Narcose à l'azote : à quelle profondeur ça frappe et comment le repérer
Retour au Blog
Consejos

Narcose à l'azote : à quelle profondeur ça frappe et comment le repérer

C
CDB
28 mai 2026 3 min de lecture

La narcose à l'azote est un de ces sujets qui semblent propres dans les manuels et se compliquent vraiment dans l'eau. Les 30 mètres magiques sont indicatifs, pas une alarme. Par froid, avec du courant ou de la fatigue, ça peut te tomber dessus à 22 m. Reconnaître tes propres signes avant qu'il soit trop tard, c'est ce qui fait la différence entre une plongée inconfortable et une vraie frayeur.

La première fois que j'ai vraiment ressenti la narcose, c'était au Bajo de Dentro, à Cabo de Palos, par 38 mètres. Pas d'euphorie, pas de fou rire. Juste — littéralement — mon ordinateur de plongée qui m'apparaissait comme de l'hébreu, et trois longues secondes pour déchiffrer un nombre à deux chiffres. Je suis remonté à 25 m et en 90 secondes j'étais de nouveau moi-même. C'est ça, la narcose.

Les manuels placent le seuil à 30 m parce que c'est là que la plupart des plongeurs commencent à ressentir quelque chose. Mais il y a des variables qui avancent ou retardent ce seuil : la température de l'eau (à 12 °C tout se dégrade plus vite), le CO₂ accumulé par une mauvaise respiration, la fatigue, l'alcool de la veille, même l'anxiété. J'ai vu des plongeurs chevronnés être pris en narcose à 24 m lors d'une plongée froide et bien chargée en courant.

Le mécanisme, c'est la bonne vieille théorie de Meyer-Overton : sous pression, l'azote se dissout dans les membranes lipidiques du système nerveux et perturbe la transmission synaptique. Un effet anesthésique, exactement comme le protoxyde d'azote chez le dentiste. C'est pour ça que la sensation ressemble tellement à être pompette.

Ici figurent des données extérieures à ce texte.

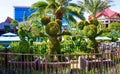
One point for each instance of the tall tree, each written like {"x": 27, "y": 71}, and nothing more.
{"x": 57, "y": 9}
{"x": 24, "y": 17}
{"x": 14, "y": 24}
{"x": 94, "y": 6}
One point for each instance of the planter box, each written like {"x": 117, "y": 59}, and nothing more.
{"x": 92, "y": 64}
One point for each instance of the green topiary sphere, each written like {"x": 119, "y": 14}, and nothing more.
{"x": 52, "y": 28}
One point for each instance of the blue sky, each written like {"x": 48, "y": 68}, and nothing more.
{"x": 7, "y": 7}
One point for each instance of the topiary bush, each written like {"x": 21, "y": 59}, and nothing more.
{"x": 91, "y": 31}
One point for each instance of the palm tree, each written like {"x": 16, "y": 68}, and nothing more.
{"x": 56, "y": 8}
{"x": 14, "y": 24}
{"x": 94, "y": 6}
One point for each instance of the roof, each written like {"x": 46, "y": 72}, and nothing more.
{"x": 9, "y": 19}
{"x": 5, "y": 23}
{"x": 108, "y": 13}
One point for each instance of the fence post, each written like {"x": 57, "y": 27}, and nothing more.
{"x": 101, "y": 64}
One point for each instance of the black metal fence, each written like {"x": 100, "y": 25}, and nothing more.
{"x": 102, "y": 63}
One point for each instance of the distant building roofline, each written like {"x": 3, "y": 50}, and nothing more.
{"x": 21, "y": 6}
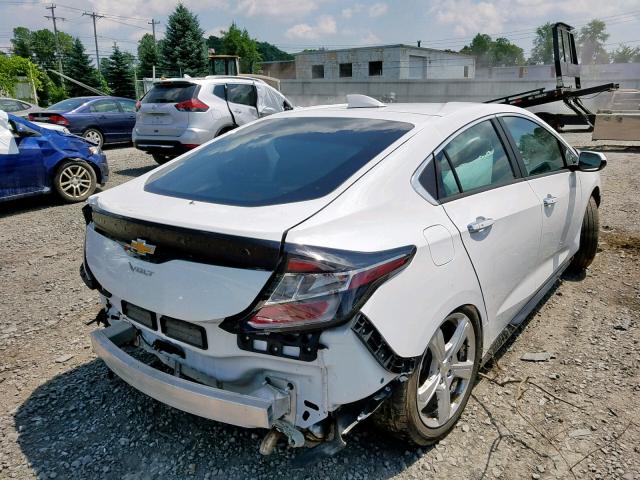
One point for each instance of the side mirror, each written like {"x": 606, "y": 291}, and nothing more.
{"x": 264, "y": 111}
{"x": 590, "y": 161}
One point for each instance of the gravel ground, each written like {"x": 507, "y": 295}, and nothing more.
{"x": 572, "y": 416}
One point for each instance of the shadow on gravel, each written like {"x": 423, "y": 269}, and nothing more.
{"x": 136, "y": 171}
{"x": 81, "y": 424}
{"x": 29, "y": 204}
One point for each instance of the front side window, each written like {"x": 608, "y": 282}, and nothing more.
{"x": 282, "y": 160}
{"x": 540, "y": 150}
{"x": 476, "y": 159}
{"x": 104, "y": 106}
{"x": 242, "y": 93}
{"x": 128, "y": 105}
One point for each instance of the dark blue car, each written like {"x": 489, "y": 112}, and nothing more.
{"x": 100, "y": 120}
{"x": 35, "y": 160}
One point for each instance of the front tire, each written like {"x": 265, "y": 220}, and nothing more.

Les signes sont subtils et c'est presque toujours le binôme qui les remarque en premier. Le classique : tu restes à fixer un nudibranche et tu oublies complètement de vérifier ton manomètre. Les tâches en deux étapes en deviennent trois. Tu lis un chiffre et tu dois le relire. Certains deviennent euphoriques et veulent descendre encore ; d'autres se taisent et fouillent dans la mauvaise poche du stab.

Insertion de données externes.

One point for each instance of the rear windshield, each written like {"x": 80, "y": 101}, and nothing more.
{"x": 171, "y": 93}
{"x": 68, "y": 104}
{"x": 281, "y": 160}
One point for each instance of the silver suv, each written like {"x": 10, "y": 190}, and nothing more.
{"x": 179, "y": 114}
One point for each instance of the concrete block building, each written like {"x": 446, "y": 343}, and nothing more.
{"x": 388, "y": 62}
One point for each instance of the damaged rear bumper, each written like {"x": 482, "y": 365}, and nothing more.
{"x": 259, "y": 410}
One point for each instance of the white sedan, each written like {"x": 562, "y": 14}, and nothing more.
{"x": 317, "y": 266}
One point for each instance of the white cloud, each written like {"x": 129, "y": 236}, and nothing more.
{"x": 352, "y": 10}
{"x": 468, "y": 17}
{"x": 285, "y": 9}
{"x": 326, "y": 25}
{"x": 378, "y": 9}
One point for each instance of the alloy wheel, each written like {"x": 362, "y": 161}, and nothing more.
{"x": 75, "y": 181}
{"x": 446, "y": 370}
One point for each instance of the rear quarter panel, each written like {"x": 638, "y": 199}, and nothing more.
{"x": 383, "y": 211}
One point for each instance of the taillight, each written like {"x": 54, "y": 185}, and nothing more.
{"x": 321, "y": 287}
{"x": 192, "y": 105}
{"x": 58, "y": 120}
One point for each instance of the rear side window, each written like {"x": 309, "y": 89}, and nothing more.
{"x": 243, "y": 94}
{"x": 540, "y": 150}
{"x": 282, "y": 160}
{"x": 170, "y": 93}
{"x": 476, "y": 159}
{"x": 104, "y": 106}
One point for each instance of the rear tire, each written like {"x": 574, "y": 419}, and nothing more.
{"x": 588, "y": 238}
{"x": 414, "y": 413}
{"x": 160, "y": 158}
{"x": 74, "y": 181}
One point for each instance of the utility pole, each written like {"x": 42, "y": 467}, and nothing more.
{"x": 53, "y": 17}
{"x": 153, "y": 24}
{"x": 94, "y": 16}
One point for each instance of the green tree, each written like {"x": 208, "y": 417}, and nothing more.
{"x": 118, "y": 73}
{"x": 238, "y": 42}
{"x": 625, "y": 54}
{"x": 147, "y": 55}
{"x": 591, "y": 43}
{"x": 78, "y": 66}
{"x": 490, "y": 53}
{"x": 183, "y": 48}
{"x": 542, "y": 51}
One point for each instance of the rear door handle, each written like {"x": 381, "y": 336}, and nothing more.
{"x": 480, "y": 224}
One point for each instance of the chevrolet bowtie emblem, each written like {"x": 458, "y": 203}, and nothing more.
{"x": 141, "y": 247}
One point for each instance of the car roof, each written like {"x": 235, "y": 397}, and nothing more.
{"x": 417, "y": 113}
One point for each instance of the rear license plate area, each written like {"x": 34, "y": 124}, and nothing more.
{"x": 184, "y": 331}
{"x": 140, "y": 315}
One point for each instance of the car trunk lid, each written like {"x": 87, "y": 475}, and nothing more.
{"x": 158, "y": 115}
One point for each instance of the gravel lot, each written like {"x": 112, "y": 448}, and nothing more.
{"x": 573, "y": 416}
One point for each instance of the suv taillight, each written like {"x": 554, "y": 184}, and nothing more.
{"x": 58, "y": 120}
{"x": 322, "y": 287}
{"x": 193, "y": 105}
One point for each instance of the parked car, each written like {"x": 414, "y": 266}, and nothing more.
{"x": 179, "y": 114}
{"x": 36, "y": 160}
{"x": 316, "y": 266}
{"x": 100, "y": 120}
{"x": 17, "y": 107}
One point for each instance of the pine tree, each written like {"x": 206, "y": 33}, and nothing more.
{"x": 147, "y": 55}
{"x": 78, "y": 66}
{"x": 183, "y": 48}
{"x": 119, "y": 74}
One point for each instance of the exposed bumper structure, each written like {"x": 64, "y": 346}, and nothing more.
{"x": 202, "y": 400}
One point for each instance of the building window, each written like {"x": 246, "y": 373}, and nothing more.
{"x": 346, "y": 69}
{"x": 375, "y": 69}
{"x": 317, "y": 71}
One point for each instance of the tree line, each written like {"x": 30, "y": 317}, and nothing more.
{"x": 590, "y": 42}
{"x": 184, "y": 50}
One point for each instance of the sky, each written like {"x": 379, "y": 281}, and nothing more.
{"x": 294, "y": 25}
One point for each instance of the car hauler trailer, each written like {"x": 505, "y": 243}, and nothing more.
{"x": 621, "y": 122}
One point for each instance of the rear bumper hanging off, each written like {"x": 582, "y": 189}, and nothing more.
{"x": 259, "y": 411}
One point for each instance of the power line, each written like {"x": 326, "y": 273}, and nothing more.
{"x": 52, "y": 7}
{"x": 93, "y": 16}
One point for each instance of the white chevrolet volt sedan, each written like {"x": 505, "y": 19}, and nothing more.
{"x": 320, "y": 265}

Le protocole est basique mais efficace : remonte 5 mètres et attends. En moins de deux minutes tu es de nouveau opérationnel. Aucune séquelle, aucune accumulation, aucun palier supplémentaire requis. Totalement réversible. Ce qui ne l'est pas, c'est ce que tu fais narcosé si tu ne t'en rends pas compte à temps : zapper le palier, vider ta bouteille, perdre ton binôme.

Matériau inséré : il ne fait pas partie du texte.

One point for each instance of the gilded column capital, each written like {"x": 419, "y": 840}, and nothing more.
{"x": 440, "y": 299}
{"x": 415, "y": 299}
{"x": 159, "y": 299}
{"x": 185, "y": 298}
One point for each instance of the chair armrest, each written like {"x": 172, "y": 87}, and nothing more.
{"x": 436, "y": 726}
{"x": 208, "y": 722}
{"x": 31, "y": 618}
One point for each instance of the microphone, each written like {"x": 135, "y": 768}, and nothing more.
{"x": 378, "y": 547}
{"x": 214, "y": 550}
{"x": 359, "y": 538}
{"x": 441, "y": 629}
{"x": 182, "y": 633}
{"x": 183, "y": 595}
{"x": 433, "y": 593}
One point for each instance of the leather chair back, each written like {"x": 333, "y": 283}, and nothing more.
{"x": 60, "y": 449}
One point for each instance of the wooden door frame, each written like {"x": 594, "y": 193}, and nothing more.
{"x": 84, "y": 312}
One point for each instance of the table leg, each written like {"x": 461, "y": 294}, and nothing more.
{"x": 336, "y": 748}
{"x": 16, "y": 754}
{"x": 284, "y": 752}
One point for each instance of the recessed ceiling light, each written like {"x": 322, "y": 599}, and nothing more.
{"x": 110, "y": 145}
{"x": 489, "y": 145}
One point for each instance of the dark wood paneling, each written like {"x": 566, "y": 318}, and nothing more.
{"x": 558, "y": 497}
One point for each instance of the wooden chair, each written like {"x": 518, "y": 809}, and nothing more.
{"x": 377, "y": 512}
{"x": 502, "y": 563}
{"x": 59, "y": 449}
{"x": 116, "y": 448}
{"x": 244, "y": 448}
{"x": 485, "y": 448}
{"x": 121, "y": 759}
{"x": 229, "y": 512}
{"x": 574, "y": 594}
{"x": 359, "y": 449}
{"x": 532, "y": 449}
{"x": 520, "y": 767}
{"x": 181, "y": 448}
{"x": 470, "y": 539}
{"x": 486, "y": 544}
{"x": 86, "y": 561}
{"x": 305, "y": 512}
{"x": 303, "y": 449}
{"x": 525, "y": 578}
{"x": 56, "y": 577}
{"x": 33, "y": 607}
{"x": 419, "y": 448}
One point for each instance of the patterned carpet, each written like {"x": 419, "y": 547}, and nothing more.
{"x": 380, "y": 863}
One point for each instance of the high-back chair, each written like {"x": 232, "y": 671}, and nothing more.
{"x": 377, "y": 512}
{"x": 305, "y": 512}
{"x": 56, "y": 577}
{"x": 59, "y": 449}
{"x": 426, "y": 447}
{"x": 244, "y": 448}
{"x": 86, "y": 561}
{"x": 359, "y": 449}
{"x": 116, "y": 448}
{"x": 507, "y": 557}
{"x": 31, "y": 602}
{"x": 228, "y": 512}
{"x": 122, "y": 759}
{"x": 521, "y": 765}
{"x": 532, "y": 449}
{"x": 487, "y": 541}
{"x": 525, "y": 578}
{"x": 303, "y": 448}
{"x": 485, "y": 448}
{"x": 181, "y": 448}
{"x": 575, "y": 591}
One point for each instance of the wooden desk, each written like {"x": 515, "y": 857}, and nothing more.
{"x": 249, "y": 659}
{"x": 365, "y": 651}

Le nitrox ne supprime pas la narcose — ce qui la supprime, c'est réduire la pression partielle du gaz inerte. Et le nitrox contient plus d'oxygène, pas moins d'azote absolu à cette profondeur. Pour une narcose sérieuse, les plongeurs techniques utilisent le trimix, en remplaçant l'azote par de l'hélium. C'est pourquoi ils respirent de l'hélium en dessous de 50 m, même si ça coûte cher : penser clairement à 60 m à l'air, c'est tout simplement impossible.

Une astuce qu'un instructeur Mares m'a apprise à Majorque : à 30 m, calcule 14 × 17 mentalement. Si tu mets plus de cinq secondes ou si le résultat te semble incertain, remonte. Ça paraît ridicule mais ça fonctionne comme un thermomètre personnel. Chacun a un exercice mental simple qu'il fait sans effort en surface et qui commence à coincer en profondeur.

Ce que j'ai retenu après quelques frayeurs vécues par d'autres : la narcose ne tue pas toute seule — elle tue par les décisions qu'on prend sous son emprise. Descendre doucement, planifier le temps de fond avec de la marge et connaître ses propres symptômes vaut mieux que n'importe quelle table. Et quand quelqu'un du groupe reste immobile à regarder dans le vide, n'attends pas qu'il réagisse. Remonte toi-même et fais-lui suivre.